I don’t love Sturgeon’s outline but it was better than Gunn’s take, and it would have been interesting to see Shatner direct a Star Trek story. Instead, we had to wait 20 years for Star Trek V.

Postscript

James Gunn wrote 16 novels and that is 16 more than I have penned, but I really have no respect for the mechanics of his writing. Here is another bit: “The bridge was once more solidly under Kirk’s feet. He felt the characteristic resilience of its floor beneath him.” 

Resilience means “the capacity to recover” or “an ability to spring back into shape.” And even if we accept that the intention was to be evocative rather than literal, surely describing a deck first as solid and then as resilient is redundant.

I am currently reading Child of Two Worlds by Greg Cox.
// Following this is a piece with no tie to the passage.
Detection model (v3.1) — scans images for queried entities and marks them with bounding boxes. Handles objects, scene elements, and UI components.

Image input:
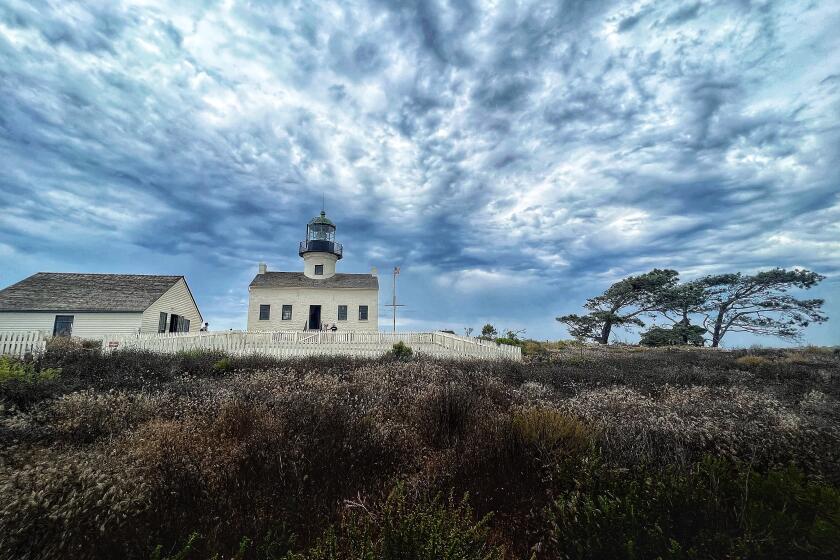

It is set aboard Captain Pike’s Enterprise and, so far, it is quite good.

2 responses to “Review: The Joy Machine story outline and novel”

  1. Never, ever, ever trust Marc Cushman. You cite him in this piece saying there was an October 21, 1967 draft by Sturgeon. This is incorrect. Strugeon turned in his drafts in November 1967. Dissatisfied, Robert Justman set the story aside and suggested revisiting the script with another writer in season 3. This was done and Meyer Dolinsky’s 3rd season draft was dated October 21, 1968. You can read all about the history here: https://whatculture.com/tv/10-star-trek-the-original-series-episodes-that-were-almost-made?page=5

    My advice would be to deep-six the Cushman books. They are filled with so many mistakes they are rendered worthless.